Book (sneak peak first chapter)
The Ticking Clock
Today was ‘D’ Day.
Laura was sitting in the kitchen, staring at the clock on the counter. It was 11am. She hiccoughed for the third time in as many minutes and concluded that she was horribly drunk. With great difficulty she dragged her eyes away from the clock and squeezed them shut. But her ears betrayed her eyes as she found that she couldn’t escape the clock’s incessant ticking. If she had been thinking soberly she would have realised how pointless anger against an inanimate object was. Had time really been her enemy? She sighed. She only had herself to blame. They had set themselves a time limit, although she had never imagined that the day would have arrived so quickly. She sat in silence for a little longer, before concluding that this was becoming maudlin. She blinked and caught her reflection in the oven door. Bedraggled hair, a crumpled nightshirt and a mascara-stained face which would have made any fan of the band KISS proud. She snorted and then slumped infinitesimally lower on to the worktop. What a mess.

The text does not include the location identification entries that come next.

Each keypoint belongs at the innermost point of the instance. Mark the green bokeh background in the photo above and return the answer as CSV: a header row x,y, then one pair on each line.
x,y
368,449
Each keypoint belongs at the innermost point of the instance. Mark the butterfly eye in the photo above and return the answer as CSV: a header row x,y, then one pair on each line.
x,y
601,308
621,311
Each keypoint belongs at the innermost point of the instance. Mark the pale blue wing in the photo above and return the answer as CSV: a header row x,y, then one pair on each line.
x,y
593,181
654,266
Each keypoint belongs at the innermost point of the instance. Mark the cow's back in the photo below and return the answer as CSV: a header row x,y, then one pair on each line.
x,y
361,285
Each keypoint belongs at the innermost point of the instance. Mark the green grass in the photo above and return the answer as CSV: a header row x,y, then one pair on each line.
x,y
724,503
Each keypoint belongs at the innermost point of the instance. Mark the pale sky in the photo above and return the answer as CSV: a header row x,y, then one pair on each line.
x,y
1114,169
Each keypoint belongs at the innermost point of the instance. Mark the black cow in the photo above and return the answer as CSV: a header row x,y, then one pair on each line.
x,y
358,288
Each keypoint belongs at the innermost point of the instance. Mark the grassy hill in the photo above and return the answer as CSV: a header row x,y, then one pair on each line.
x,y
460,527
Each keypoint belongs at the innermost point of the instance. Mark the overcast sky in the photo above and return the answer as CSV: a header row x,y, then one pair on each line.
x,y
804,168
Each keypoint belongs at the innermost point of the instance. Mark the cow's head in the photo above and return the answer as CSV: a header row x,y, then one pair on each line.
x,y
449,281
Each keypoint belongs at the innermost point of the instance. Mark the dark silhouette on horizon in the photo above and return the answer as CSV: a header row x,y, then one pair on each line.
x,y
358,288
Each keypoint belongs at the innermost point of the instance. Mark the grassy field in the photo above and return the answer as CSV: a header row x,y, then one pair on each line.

An hour later the midday sun brightly caught her face and she felt her head ache. After a moment’s pause she reached again for the champagne bottle. She had taken the first bottle she had managed to lay her hands on in the fridge and began to study it closely, to focus on the specific, instead of contemplating her tear-soaked life. Her eyes came in to focus and she laughed a short throaty chuckle as the irony hit her. The bottle she had picked up was exactly seven years old. She traced her fingers over the handwritten label pronouncing her wedding date in a florid script. She scrunched her eyes shut and pushed the bottle away. She tried to blink away the fresh wave of tears that shook her. But each time she blinked, like a surreal movie reel inside her addled mind flashed a new and vivid memory: Eyes shut: saying her vows, Eye open: their sweet first married kiss, eyes shut: the first taste of this champagne, eyes open: clinking glasses and merry speeches, then the cake, the cutting and the laughter, the constant laughter now chiding her and parading around her head like a looping carousel. The alcohol fuelled memory roundabout sped ever faster as more recent memories flooded into Laura’s brain in rapid succession. The anniversary trip to Seville, the barbecue that just wouldn’t light for that long, hot summer, the frostbitten walks in the country followed by the warming pub lunches, and more laughter. She reached for the bottle and took a long dramatic swig, perhaps this would drown out the memories. But try as she might, she couldn’t stop the memories now, her brain had been singed open by the hot strong of the cool fizzy liquid. She remembered the most intimate thoughts. She remembered the love making, lots and lots of sex. The mingling of their bodies, of sweat trickling down their torsos, of the momentary climaxes and the long nights. Then a howl of ecstasy became a howl of anguish as she recalled the awful sounds she made when she found out that her father had not survived the night. They had clung to one another as she had sobbed. Years of tears for the memories she wouldn’t now make with her father fell that night. And at her most vulnerable she displayed her soul to the man she loved, not contemplating for a second that two short years later her soul would be yet another part of herself that she had unthinkingly given away to someone who wasn’t hers for keeps. She loudly sobbed.
The thoughts of her father had eased the carousel of history with a sudden jolt. No more memories came, and instead a crushing numbness and silence returned. She drew herself up and pushed the bottle away. There was no point torturing herself any longer, documents had been signed and the removal men were due to arrive in a few hours. After a blank few minutes, Laura became hateful. Her newfound anger was directed towards the large calendar that was affixed to the opposite wall. It screamed at her in bright scarlet lettering “23rd July! 23rd July! 23 July!”. She stood, ripped the calendar off the wall then slowly eased herself to sitting on the cold tile floor. She took one last look at the clock, the champagne, the ripped calendar and momentarily stared straight at the brilliant sunlight. Then she violently threw up.